One of the stumbling blocks many immigrants face when applying to become a United States citizen is the filing fees associated with it. The United States Citizenship and Immigration Services (USCIS) requires immigrants and sponsors to pay these fees to process applications.
How much does it cost to go through the citizenship application process? Once you’re a citizen, you’ll never pay an immigration fee again. But until that day arrives, you’ll have to face fees. Here are some common scenarios you’ll find and what the current rates are for 2021.
Filing Fee for Form N-400
Form N-400 is the application for naturalization, the final step to go from a green card holder to a naturalized citizen. The current fee is $725 to file, but $85 of that is a biometrics fee. If you are younger than 75 years of age, you need to pay the biometrics fee. Naturally, you will need to have a green card to file Form N-400.

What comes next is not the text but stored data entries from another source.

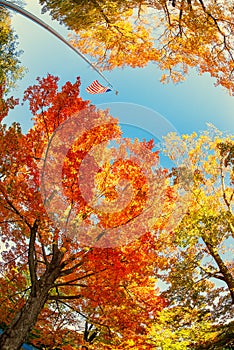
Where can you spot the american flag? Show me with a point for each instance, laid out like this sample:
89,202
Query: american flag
97,88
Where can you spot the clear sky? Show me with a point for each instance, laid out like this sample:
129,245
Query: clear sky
187,106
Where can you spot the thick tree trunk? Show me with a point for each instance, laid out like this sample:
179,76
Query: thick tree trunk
16,334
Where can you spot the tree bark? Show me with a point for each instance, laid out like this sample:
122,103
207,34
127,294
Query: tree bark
16,334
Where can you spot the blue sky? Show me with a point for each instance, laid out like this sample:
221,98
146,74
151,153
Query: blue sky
187,106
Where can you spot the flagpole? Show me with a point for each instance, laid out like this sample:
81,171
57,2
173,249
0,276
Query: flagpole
52,31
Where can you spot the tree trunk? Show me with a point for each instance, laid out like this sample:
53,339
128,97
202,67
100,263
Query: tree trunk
16,334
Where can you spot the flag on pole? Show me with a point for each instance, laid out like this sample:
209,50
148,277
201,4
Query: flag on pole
97,88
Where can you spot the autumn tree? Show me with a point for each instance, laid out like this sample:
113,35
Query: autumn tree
77,274
10,67
200,276
174,34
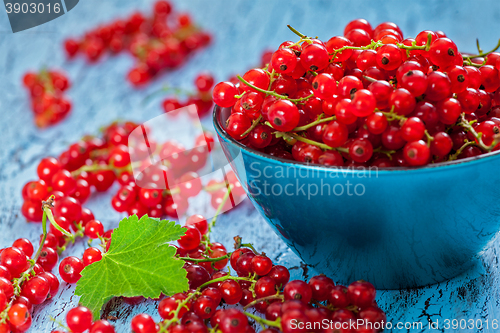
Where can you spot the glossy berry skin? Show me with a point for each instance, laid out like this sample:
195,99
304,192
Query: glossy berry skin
280,275
361,293
143,323
413,129
441,145
223,94
442,52
364,103
199,222
265,286
416,153
338,297
449,110
70,268
261,265
261,136
91,255
25,245
256,77
170,304
101,326
48,258
204,307
469,100
79,319
389,57
324,86
314,57
320,287
438,86
191,238
415,81
236,255
64,182
14,260
376,123
94,229
53,282
197,275
284,61
283,115
18,314
335,134
298,290
237,124
402,101
36,290
231,291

How Can I Reduce the Fee for Form N-400?
There are two ways you can reduce the cost to become a U.S. citizen. The first is to file Form I-942, Request for Reduced Fee. If you can document your annual household income and prove it’s greater than 150% and not more than 200% of the Federal Poverty Guidelines, you’ll pay $320 plus the $85 biometrics fee. If your income is less than 150% of Federal Poverty Guidelines you can qualify for a complete waiver of the fee by filing Form I-912.
If you have served in the military, you may be able to get the fee for the form waived entirely. You would only have to pay the biometrics fee of $85 to file your form. You may need to file Form N-426 to get the certification of your military or naval service. This is free.
Could I Just Stay a Permanent Resident?
There are only two options if you want to live and work in the U.S. permanently: citizenship and permanent residency. Permanent residents have to pay $455 every ten years to renew their green cards. Over the course of a lifetime, that’s nearly $3,000 and potentially much more. Immigration fees will likely keep increasing.
U.S. Citizenship Removes Deportation Risks
As a permanent resident, there is always a risk that you could be deported. Becoming a U.S. citizen protects you and your family from deportation. You never know when the laws might change and make it harder to live as a permanent resident.
The U.S. government can and does deport permanent residents. Even what some would consider minor crimes, such as marijuana possession, could result in a seat at immigration court. The same goes for minors.
Save Money for Your Children by Becoming a U.S. Citizen
The good news is if you become a U.S. citizen through naturalization, your minor children automatically become citizens too. That not only gives you and the full protection under the law but also saves them hundreds or even thousands in costs to become a U.S. citizen.
Citizenship gives you more opportunities for quality education and provides access to much more affordable tuition rates. More education leads to more job opportunities, which means making more money for you and your family.
Can I Pay to Bring In My Other Family After I’m a U.S. Citizen?
Your relatives will need to go through the same process you went through, but you can make it easier for them after you’re a citizen. If you file Form I-130 on their behalf, you can prove that you are a relative. The cost is $535.
It is likely that your relatives will need you to file this form on their behalf before they can apply to become a permanent resident. In essence, you become their sponsor when you file this form on their behalf.